Até agora, insistimos apenas em dois momentos que constituem a transcendência, o projeto de mundo e a disposição (afetiva). Agora chegamos ao terceiro momento, o comportamento real do Dasein em relação aos entes.
O projeto de mundo não é comportamento, tampouco é disposição, mas ambos tornam o comportamento possível. Em Vom Wesen des Grundes [GA9 ], Heidegger define comportamento (Verhalten) como presentificação. O comportamento presentifica os entes ao “justificá-los”. O termo justificar (begründen) é tomado em um sentido muito amplo; significa tornar manifesto o ente no que ele é e como ele é.
Na transcendência e por meio dela, o Dasein se temporaliza superando a si mesmo por meio do projeto do mundo, ao mesmo tempo em que já está disposto (afetivamente) pelos entes aos quais se volta ao se comportar desta ou daquela maneira em relação a eles. No início de nosso estudo, chamamos este comportamento do Dasein de preocupação (Besorgen). A preocupação do Dasein não se refere ao ente como um termo isolado, mas sempre o compreende na conexão que o liga a outros entes, aos quais se refere e com os quais forma uma unidade de referência (unidade de destinação). E o Dasein só pode encontrar tal unidade de referência se possuir uma pré-compreensão das relações que a constituem.
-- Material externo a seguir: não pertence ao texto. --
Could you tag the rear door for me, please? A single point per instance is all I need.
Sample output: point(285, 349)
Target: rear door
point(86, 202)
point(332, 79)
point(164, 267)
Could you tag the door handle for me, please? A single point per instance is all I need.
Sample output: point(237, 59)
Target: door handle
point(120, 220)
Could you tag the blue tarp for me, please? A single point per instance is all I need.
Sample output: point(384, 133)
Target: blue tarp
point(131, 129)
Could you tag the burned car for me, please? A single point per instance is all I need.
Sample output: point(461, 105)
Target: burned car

A unidade de destinação sempre se baseia em um para-quê final que justifica cada um dos “para-quê” particulares e indica a relação da unidade de destinação com o Dasein. (O para-quê final é sempre um em-vista-de-si) O para-quê final é projetado no projeto do mundo. É por meio desse projeto que o Dasein se temporaliza, em uma tensão permanente em direção ao futuro; e é dessa forma que chega ao seu ser-si-mesmo autêntico ou inautêntico, dependendo da natureza da possibilidade que abriu para si mesmo.
Para voltar a si mesmo, o Dasein, lançado em meio aos entes, deve ser colocado por eles em uma certa disposição afetiva (acordo) e, assim, experimentar a si mesmo como já sendo. Aqui encontramos a estrutura do passado.
“Existindo em vista de si mesmo, no estado de autoabandono em que a situação de ser-lançado o estabelece, o Dasein, como ser-para-além… está, ao mesmo tempo, presentificando. O esquema do horizonte do presente é determinado pelo para quê (SZ :365).” E aqui novamente Heidegger relembra a unidade dos três êxtases na temporalização do Dasein. “A partir de sua ek-sistência de fato, [o Dasein] projeta no horizonte do futuro um certo poder-ser, enquanto revela a si mesmo seu “já-ser” no horizonte do passado e descobre no horizonte do presente aquilo com que está preocupado (SZ :365).”
Logo no início deste estudo, mostramos o papel das referências para-quê e para-isso, bem como a referência fundamental que chamamos de para-quê-final, que sustenta as outras relações referenciais. Mas não havíamos nos perguntado como seria possível reunir essas diferentes categorias de referência. Aqui, entretanto, podemos fazer exatamente isso. Depois de analisar a estrutura temporalizante do Dasein, Heidegger mostra que as referências de “para-quê” e “para-isso” são formas de presentificação; o “para-quê” final (aquele para o qual as outras referências existem) é projetado na temporalização do futuro, quando o Dasein se abre para suas possibilidades de existência. Os dois tipos de relações referenciais são, portanto, reunidos graças à unidade que forma a base da temporalidade. E como esses dois tipos de relações são indispensáveis para a mundanidade do mundo (Bedeutsamkeit), podemos concluir que sem temporalização não há mundo. O Dasein é essencialmente temporalizador: é por isso que ele transcende, é por isso que ele necessariamente forma um mundo. “É na medida em que o Dasein se temporaliza que existe um mundo (SZ :365). O Dasein fundado na temporalidade deve existir assim como a forma de “ser-no-mundo”, ou seja, em um mundo que ele mesmo forma, transcendendo os entes e revelando-os no ato de ir além deles.
“O mundo não é [um ente] simplesmente dado [Vorhandenheit], nem é [um ente] à mão [Zuhandenheit], mas se temporaliza na temporalidade (SZ :365).” Segue-se também que não há mundo sem o Dasein.
As modalidades do comportamento do Dasein em relação ao ente, seja na preocupação cotidiana ou na descoberta científica do ente, sempre pressupõem o mundo; são modalidades do ser-no-mundo.
Podemos chamar o Dasein extático-transcendental de “sujeito”; podemos então dizer que o mundo é algo subjetivo. Mas esse mundo “subjetivo”, entendido em sua estrutura temporal-transcendental, é mais “objetivo” do que qualquer “objeto” possível (SZ :366) “porque é o que torna qualquer objeto possível como tal”.